Apartment Market at High Point.

AXIOMetrics, Sophie Zatterstrom Gore, March 30, 2015.

The Denver apartment market has enjoyed a strong recovery since the Great Recession ended, and is now stronger than it has ever

Annual quarter-over-quarter effective rent growth in the Denver-Aurora Metropolitan Statistical Area (MSA) was 10.3% in 2014, the highest in at least 19 years. Denver’s market has had a strong start to 2015 as well: The latest monthly annual effective rent growth for the Denver metro, from February 2015, shows annual effective rent growth at 12.74%.

The Denver apartment market’s recent success can be attributed to four main reasons, according to apartment market research:

Job Growth

Job growth is the primary driver of rent growth, and Denver’s job growth has been gaining momentum since the end of the last recession, largely driven by the technology and green-energy sectors. Although Colorado is located on part of the Bakken shale, most jobs in Denver are in offices and won’t be affected by the oil market downturn.

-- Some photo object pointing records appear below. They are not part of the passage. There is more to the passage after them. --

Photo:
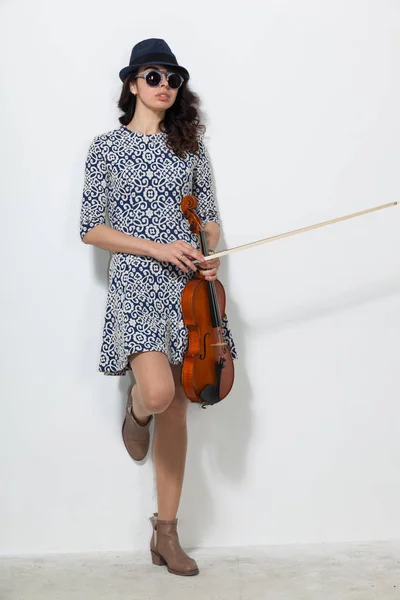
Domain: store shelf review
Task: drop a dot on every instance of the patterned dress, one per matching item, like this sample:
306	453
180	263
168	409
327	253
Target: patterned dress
138	182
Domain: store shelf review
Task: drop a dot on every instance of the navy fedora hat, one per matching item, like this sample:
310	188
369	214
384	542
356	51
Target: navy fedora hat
149	52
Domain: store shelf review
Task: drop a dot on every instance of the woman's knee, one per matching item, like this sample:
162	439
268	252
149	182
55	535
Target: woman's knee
156	397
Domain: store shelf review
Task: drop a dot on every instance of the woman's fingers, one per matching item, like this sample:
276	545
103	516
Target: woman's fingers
186	261
209	274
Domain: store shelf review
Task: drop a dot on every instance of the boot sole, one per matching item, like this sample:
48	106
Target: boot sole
137	460
158	560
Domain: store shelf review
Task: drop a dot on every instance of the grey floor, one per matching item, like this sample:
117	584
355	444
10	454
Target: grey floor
323	572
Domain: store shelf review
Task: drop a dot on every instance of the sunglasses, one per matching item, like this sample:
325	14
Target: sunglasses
153	78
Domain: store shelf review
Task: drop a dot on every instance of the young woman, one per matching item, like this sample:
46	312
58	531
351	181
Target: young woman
138	174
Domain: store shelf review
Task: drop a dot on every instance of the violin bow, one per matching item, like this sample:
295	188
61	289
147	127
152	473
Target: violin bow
295	232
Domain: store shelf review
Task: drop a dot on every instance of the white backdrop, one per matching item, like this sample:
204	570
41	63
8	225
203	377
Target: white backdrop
301	103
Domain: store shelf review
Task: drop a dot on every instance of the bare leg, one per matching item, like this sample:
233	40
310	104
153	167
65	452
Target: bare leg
158	391
169	452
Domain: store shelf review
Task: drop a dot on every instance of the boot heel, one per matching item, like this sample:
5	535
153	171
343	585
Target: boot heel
157	560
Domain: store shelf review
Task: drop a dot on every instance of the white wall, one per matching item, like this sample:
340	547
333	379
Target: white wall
303	125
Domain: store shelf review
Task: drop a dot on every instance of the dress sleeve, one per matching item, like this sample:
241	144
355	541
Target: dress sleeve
203	187
95	189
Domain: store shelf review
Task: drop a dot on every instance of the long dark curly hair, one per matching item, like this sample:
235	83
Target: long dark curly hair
181	123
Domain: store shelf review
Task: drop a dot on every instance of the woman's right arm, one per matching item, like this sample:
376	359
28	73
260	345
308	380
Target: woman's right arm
108	238
93	228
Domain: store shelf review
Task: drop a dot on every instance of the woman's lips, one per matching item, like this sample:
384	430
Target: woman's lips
163	97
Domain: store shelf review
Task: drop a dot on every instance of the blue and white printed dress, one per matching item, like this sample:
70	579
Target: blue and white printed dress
138	182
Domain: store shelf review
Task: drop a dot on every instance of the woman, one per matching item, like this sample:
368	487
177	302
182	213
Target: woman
138	174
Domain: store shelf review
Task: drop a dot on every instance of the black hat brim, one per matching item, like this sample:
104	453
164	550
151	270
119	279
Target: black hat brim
123	74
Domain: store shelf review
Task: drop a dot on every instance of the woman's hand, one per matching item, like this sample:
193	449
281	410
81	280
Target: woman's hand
209	269
179	253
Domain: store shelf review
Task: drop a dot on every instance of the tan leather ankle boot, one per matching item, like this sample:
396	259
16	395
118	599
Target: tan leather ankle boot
166	549
136	437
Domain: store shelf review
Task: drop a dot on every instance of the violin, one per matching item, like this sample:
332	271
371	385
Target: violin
207	370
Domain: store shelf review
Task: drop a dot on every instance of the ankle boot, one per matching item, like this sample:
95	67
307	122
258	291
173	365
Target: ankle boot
166	550
136	437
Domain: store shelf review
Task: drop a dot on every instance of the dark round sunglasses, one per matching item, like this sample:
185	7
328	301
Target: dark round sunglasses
153	78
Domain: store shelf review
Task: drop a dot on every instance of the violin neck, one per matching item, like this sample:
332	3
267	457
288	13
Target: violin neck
212	292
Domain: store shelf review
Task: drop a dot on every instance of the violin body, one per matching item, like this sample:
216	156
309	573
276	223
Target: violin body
204	353
208	370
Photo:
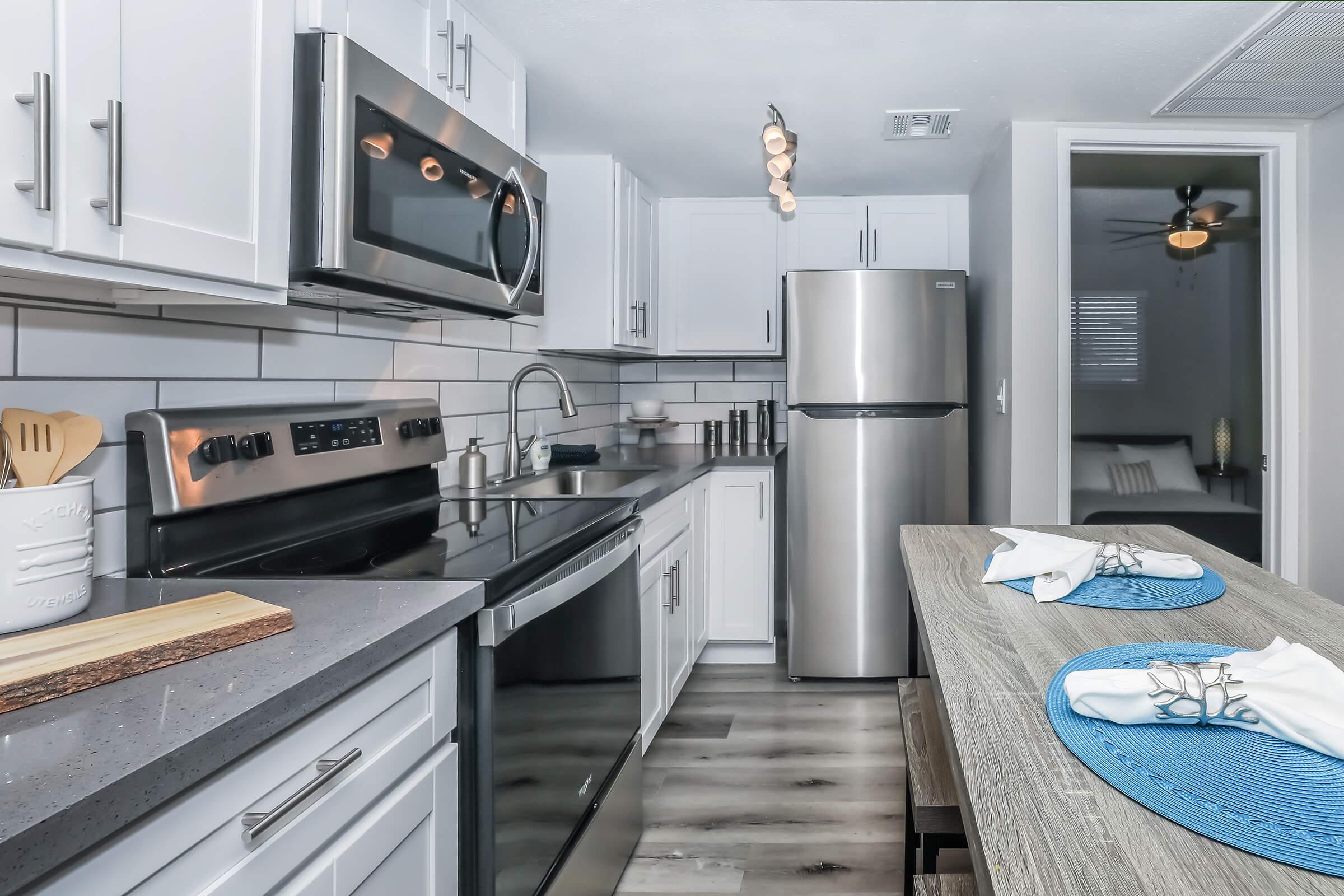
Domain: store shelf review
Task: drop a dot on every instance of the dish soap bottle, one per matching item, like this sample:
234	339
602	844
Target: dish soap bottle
539	453
471	466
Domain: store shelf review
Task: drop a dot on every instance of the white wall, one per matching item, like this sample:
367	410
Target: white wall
1323	375
108	363
990	335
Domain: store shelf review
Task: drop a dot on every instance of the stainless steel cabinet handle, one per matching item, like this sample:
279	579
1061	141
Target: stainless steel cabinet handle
41	102
259	824
467	63
112	124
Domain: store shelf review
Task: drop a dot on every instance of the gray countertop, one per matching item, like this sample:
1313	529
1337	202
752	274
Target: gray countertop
81	767
1038	821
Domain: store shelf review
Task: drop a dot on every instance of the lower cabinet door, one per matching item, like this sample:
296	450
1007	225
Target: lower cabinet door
654	591
407	844
676	625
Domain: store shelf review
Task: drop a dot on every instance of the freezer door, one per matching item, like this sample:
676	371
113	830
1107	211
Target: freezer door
877	336
855	477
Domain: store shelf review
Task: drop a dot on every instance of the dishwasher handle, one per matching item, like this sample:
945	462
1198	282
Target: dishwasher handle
568	581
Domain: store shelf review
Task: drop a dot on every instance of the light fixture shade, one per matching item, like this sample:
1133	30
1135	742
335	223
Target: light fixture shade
1193	238
780	166
431	169
773	139
377	146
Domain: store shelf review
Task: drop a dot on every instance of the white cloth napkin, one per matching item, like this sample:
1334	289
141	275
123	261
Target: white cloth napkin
1060	563
1291	692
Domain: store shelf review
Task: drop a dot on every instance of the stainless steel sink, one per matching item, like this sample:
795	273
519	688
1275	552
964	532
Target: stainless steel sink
576	483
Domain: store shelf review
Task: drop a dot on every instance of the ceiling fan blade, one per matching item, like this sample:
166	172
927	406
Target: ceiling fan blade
1211	213
1152	233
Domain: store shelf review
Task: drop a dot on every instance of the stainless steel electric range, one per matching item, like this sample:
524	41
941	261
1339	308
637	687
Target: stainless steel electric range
552	799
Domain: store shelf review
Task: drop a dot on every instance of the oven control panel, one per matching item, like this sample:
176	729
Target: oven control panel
315	437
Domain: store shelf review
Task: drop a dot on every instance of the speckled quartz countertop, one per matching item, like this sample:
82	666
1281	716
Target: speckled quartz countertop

The graph below shows job growth for Denver and the U.S. as a whole, illustrating the strength of Denver’s employment as of late, relative both to the national average, and to the peak in 2007. Denver’s job growth rate was 2.3% in 2007 and reached 3.6% at its most recent peak, in 2012.  In 2014, job growth was 2.9%, 80 basis points (bps) above the national average.

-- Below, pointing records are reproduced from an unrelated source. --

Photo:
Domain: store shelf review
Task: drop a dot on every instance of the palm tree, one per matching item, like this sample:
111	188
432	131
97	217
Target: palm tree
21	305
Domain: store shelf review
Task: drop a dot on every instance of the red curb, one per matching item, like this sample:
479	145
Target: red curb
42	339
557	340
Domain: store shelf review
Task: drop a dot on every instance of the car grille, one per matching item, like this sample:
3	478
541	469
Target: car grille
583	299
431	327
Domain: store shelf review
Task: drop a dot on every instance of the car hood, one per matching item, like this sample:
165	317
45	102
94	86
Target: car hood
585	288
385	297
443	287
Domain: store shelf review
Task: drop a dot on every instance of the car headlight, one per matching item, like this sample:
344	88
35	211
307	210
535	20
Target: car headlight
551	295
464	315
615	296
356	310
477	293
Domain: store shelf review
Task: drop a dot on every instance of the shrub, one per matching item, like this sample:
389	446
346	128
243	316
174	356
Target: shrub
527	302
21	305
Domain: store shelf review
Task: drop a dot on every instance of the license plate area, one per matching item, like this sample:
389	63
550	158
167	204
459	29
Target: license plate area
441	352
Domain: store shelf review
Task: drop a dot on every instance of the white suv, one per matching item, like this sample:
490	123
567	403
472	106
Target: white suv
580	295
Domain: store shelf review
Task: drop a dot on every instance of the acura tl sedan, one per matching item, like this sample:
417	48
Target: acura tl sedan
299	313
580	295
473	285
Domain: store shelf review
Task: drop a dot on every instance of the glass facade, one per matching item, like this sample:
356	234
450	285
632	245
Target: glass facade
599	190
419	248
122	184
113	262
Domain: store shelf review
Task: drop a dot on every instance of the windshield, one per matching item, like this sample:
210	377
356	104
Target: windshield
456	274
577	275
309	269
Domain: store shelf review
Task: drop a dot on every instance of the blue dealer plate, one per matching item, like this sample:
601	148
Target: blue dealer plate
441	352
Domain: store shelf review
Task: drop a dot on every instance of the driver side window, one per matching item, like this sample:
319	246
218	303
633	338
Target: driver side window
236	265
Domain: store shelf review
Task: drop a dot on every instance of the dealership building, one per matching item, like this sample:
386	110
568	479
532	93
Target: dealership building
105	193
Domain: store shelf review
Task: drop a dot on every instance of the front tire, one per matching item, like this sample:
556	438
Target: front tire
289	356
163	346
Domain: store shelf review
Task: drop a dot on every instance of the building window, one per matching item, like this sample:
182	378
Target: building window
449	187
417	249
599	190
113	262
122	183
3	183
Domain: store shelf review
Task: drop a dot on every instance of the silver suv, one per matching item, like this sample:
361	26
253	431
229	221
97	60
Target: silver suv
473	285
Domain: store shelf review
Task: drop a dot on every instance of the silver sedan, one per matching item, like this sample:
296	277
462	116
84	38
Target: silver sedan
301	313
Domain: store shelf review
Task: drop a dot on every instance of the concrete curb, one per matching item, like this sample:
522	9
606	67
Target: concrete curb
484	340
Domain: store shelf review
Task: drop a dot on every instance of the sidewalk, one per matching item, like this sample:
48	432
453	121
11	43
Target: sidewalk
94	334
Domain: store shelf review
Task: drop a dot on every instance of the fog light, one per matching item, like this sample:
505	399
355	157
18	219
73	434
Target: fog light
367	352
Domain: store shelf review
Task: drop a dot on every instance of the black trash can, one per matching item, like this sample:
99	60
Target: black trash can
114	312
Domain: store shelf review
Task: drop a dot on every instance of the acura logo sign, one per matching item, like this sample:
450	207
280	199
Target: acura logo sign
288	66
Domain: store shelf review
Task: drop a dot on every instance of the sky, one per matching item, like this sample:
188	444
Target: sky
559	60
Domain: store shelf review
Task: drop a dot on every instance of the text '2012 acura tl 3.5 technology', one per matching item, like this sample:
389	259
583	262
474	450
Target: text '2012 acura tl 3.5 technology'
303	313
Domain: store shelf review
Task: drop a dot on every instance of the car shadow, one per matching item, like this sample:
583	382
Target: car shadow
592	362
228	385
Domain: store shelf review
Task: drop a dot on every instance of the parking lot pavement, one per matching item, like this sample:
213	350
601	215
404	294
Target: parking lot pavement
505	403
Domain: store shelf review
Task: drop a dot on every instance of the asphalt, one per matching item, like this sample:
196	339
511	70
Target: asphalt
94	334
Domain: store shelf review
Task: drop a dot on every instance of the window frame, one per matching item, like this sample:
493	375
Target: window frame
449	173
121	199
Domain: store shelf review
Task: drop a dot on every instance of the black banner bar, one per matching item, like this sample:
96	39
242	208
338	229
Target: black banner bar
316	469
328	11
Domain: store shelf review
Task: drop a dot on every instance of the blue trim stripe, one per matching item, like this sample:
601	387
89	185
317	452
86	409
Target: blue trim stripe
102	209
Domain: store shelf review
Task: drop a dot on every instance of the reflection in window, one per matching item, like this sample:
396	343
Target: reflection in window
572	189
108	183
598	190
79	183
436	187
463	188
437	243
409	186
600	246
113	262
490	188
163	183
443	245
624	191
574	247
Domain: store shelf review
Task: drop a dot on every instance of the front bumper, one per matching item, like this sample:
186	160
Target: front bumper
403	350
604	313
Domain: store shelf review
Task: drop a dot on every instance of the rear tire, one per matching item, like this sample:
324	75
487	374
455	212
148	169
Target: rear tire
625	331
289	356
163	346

Denver’s population is dominated by younger age cohorts. According to Census data from 2013, some 30% of the metro’s population consisted of 20- and 30-year olds – the prime renter age group. The large proportion of younger residents is an important factor behind demand for apartments in Denver.



New Supply

New apartment supply in Denver has been absorbed quite well, adding to the success of the metro. The 8,073 units delivered in 2014 were almost double Denver’s long-term average of 4,960 units, but demand kept pace at 8,899 units absorbed. So far, new apartment unit deliveries have largely been focused on the downtown area.


Single-Family Housing Market

Another important reason for Denver’s strong apartment success is that the single-family housing market is losing strength.

The chart below shows homeownership rates in Denver. Although Denver wasn’t hit as hard as many other markets during the housing market downturn, homeownership rates have been trending downward for at least the past nine years.


Making matters worse for the single-family market is that home prices in Denver are increasing because of a shortage of single-family supply. Combined with lacking demand, largely because of a younger population that is inclined to rent (out of necessity and/or choice), the rising home prices only make it more difficult for people to own.


Axiometrics forecasts Denver’s job growth to reach 3.2% in 2015, helping maintain the metro’s strong apartment market. Annual effective rent growth, however, is expected to lower – to 4.5% – because of the impact of 9,013 new multifamily units coming to market.

Denver’s long-term average effective rent growth (excluding recessionary years) is 5.1%, so Denver’s market is still showing healthy growth – especially considering the current low inflation levels.